Become a Member
The Jewish Chronicle

Lord Jakobovits's legacy of dignity

A decade after his death, the former Chief Rabbi is justly remembered for his moral consistency

November 5, 2009 10:43
3 min read

Ten years after his death, his community is harvesting some of the fruits Immanuel Jakobovits planted in often rocky and indifferent earth during the 24 years of his Chief Rabbinate. His vision of a community committed in all its parts to living a full Jewish life, not just in practice but in spirit, may never be realised. But there is today an unparalleled search at every level for Jewish education.

Even a visionary could not have believed, back in 1967, when he succeeded Israel Brodie as Chief Rabbi, that a day would come when there were insufficient Jewish day schools to meet the demands for places, a point at which some of the brightest young men and women in the mainstream community would want to spend time at an Israeli yeshiva or seminary and when 16 institutions of higher learning offered degree courses in Jewish studies. One of them, King’s College, London, has even forged an unlikely partnership with both the London School for Jewish Studies (once Jews’ College) and the Reform movement’s Leo Baeck College.

Jakobovits’s tireless advocacy of Jewish education, built on by his successor, impacted not just on his own congregation but also those to the left and right of the United Synagogue. Two other major achievements of his term were his groundbreaking work in establishing Jewish medical ethics as an accepted field of academic study and his elevation of the status of the chief rabbinate to that almost of a national institution.

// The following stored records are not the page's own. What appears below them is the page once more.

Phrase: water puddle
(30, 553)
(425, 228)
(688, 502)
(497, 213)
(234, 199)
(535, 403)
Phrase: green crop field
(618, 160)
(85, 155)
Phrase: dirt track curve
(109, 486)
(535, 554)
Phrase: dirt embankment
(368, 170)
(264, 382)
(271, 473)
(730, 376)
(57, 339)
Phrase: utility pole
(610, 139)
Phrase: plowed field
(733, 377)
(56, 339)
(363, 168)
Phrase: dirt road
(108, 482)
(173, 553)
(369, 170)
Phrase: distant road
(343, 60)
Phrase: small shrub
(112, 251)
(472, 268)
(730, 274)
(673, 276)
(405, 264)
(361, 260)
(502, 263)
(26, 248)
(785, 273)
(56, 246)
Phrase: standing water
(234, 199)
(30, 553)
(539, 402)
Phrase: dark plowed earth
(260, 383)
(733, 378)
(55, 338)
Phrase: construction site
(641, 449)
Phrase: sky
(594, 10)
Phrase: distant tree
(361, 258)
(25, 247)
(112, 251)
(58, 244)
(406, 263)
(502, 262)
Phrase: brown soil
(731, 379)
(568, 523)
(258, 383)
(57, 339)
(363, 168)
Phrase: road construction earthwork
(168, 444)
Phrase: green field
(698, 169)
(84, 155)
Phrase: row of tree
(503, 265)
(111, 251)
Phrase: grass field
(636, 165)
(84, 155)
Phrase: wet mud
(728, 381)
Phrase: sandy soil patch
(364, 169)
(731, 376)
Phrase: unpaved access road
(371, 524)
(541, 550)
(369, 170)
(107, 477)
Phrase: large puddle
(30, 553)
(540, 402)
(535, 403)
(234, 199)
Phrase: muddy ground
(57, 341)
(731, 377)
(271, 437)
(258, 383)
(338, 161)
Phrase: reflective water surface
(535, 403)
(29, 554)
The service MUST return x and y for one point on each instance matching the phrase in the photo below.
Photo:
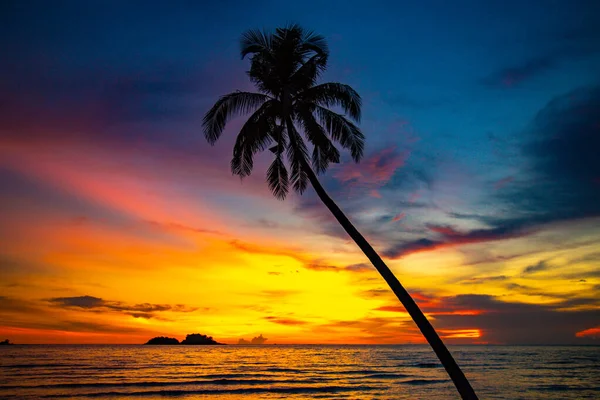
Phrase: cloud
(518, 323)
(499, 184)
(96, 304)
(505, 322)
(485, 279)
(558, 185)
(317, 266)
(563, 164)
(450, 237)
(398, 217)
(285, 321)
(540, 266)
(373, 171)
(516, 74)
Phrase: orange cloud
(590, 333)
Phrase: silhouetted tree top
(289, 109)
(159, 340)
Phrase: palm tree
(290, 107)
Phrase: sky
(480, 183)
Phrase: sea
(294, 372)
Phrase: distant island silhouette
(191, 339)
(255, 340)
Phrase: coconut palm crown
(289, 109)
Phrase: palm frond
(335, 94)
(324, 151)
(298, 158)
(348, 135)
(255, 136)
(226, 107)
(277, 178)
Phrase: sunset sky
(480, 184)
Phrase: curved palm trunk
(457, 376)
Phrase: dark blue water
(294, 372)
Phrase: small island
(160, 340)
(191, 339)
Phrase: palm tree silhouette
(285, 66)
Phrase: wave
(176, 393)
(427, 365)
(419, 382)
(166, 383)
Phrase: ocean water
(294, 372)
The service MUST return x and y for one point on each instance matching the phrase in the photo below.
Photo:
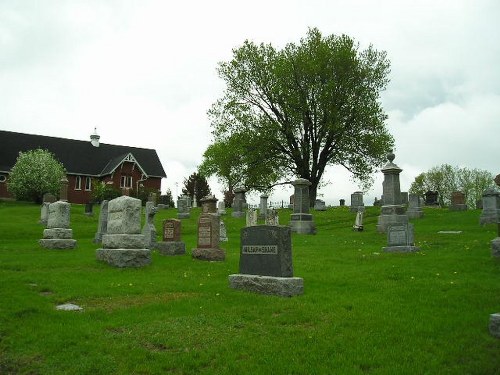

This, unquestionably, owed a lot to his conservative views on social policies which so endeared him to Margaret Thatcher when she was Prime Minister. She made perfectly clear that she preferred his unflinchingly moralistic view — that something you get for nothing is not worth anything — to the liberal pontifications of the Archbishops of Canterbury and York. At his retirement dinner, she professed herself unable to say whether he was a Thatcherite or she a Jakobovite.